HPC

Usage on High-Performance Computing (HCP) setups¶

The Donders provides access to a high-performance computing (HPC) cluster. High-performance computing (HPC) clusters are systems composed of interconnected computers (nodes) working together to solve complex computational problems. They enable parallel processing, allowing large-scale simulations, data analysis, and scientific research tasks to be completed more efficiently. Each node typically consists of multiple processors (CPUs/GPUs), memory, and storage.

PRESTUS is designed for HPC deployment: the most efficient way to run simulations is to start multiple simulations (e..g, for different individuals, target locations, or parameter setups) via parallel jobs. PBS (Portable Batch System) and SLURM ((Simple Linux Utility for Resource Management)) are tools that manage job scheduling, resource allocation, and execution in HPC systems.
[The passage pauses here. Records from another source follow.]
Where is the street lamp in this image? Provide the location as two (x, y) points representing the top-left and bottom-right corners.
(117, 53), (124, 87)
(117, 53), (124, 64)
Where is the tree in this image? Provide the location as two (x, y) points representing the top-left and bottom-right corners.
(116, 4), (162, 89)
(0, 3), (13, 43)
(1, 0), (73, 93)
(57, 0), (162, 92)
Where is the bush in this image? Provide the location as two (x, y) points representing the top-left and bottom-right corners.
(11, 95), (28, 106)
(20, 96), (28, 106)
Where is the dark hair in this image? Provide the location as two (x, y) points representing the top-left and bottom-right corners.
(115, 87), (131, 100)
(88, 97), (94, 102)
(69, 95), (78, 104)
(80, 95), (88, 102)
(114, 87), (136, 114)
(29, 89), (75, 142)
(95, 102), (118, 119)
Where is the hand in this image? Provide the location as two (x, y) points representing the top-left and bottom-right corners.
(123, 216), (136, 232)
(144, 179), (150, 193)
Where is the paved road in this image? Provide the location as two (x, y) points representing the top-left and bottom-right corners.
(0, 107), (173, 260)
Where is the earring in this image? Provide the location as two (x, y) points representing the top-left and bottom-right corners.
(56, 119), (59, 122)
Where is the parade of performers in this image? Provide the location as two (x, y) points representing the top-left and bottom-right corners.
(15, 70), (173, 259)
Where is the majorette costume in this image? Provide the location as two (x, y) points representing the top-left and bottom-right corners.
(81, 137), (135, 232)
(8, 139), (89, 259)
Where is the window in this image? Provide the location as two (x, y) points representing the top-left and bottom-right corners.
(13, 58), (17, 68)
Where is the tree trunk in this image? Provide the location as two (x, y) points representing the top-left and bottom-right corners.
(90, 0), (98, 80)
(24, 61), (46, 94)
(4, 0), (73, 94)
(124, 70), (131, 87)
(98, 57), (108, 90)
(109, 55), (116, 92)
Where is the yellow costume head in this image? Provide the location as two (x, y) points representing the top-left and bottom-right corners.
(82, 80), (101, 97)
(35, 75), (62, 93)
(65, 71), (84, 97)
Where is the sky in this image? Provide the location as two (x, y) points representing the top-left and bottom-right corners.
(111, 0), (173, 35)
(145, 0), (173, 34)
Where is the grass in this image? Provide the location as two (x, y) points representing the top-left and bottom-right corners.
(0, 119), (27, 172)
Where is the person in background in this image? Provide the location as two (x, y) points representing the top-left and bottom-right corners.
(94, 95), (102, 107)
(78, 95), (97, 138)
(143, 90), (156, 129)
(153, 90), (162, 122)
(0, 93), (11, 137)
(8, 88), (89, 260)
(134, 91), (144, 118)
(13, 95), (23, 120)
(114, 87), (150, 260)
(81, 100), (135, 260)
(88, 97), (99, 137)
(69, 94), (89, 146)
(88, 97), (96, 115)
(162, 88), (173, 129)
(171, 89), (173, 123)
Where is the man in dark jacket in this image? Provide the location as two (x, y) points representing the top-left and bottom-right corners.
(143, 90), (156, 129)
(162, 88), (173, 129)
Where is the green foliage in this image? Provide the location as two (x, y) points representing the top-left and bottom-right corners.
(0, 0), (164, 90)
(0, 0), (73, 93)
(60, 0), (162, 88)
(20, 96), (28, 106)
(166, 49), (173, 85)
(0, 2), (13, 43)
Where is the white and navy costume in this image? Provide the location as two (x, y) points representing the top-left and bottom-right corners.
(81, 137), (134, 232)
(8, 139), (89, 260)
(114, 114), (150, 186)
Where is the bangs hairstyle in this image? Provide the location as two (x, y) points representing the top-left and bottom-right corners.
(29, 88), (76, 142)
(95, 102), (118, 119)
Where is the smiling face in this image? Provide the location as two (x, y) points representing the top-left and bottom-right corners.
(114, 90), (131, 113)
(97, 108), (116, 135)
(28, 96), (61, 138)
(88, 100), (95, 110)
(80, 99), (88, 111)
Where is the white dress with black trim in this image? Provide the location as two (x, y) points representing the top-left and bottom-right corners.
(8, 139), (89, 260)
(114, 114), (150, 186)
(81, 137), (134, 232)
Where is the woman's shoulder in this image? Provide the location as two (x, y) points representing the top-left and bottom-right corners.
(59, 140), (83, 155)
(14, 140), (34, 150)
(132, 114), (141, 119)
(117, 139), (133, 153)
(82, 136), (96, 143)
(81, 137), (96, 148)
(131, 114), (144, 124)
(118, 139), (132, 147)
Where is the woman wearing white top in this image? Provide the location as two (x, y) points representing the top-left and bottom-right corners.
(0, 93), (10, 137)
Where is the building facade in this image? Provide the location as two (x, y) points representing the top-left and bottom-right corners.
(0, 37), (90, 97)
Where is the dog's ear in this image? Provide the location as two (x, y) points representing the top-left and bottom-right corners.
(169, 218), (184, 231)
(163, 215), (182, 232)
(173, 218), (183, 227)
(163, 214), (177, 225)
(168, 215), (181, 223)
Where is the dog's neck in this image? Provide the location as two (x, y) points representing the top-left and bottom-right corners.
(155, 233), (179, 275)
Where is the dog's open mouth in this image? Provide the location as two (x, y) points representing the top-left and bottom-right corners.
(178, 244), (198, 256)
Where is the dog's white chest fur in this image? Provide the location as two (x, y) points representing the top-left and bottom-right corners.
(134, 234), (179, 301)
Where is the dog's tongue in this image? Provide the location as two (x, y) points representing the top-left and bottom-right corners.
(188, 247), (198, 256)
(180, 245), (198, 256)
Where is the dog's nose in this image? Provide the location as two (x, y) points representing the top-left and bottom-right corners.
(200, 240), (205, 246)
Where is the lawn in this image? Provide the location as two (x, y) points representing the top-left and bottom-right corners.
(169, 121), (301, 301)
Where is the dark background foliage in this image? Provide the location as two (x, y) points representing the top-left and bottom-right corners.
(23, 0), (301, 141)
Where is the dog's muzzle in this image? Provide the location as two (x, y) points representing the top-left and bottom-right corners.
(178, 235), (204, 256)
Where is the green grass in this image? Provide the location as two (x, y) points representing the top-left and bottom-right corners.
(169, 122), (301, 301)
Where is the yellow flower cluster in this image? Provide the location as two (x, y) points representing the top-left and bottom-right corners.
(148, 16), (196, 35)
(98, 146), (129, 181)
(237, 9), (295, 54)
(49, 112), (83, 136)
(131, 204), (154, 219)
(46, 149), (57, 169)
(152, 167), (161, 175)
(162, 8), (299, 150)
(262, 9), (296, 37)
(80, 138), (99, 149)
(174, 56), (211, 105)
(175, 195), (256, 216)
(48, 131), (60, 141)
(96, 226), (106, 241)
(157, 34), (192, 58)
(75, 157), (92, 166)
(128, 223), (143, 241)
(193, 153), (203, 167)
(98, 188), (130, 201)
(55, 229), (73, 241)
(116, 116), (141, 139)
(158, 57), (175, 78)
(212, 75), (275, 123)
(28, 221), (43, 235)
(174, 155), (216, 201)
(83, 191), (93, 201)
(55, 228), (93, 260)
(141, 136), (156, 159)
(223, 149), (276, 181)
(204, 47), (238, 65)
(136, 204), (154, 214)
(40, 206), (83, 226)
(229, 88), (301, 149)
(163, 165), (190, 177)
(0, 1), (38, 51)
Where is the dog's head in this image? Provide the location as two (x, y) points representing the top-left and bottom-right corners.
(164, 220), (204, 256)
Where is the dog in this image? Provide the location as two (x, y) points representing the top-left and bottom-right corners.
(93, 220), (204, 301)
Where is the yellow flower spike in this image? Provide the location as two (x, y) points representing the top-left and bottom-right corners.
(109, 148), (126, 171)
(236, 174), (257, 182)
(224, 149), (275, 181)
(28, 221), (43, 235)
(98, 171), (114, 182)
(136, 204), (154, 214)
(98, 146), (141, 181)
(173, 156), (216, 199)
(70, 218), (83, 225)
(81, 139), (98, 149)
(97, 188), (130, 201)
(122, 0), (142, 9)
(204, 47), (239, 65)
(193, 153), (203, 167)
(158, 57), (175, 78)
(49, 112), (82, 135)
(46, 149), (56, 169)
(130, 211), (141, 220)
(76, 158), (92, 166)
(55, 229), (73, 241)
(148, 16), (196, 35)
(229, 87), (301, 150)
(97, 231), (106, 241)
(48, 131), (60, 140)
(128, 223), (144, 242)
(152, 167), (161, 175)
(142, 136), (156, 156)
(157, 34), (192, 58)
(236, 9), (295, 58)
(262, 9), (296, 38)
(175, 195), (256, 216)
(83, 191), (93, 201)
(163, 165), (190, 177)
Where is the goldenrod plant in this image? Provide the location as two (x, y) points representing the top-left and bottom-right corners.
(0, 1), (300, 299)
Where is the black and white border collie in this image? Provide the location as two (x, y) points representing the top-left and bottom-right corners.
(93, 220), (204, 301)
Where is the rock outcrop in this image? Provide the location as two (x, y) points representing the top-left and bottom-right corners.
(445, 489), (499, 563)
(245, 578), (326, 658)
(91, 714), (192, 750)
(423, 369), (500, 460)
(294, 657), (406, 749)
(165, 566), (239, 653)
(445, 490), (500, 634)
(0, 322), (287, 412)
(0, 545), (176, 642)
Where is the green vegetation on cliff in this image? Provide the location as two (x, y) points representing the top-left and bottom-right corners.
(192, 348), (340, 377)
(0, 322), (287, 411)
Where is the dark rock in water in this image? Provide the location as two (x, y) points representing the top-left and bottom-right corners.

Both tools ensure efficient usage of cluster resources by managing multiple users and workloads. The Donders manages both PBS (historically) and SLURM (more recent) schedulers. To see current ressource usage, see https://grafana.dccn.nl/ (intranet required).

The following sections describe workflows at the Donders to start (interactive) jobs.

For more extensive documentation, see the HPC wiki (intranet required).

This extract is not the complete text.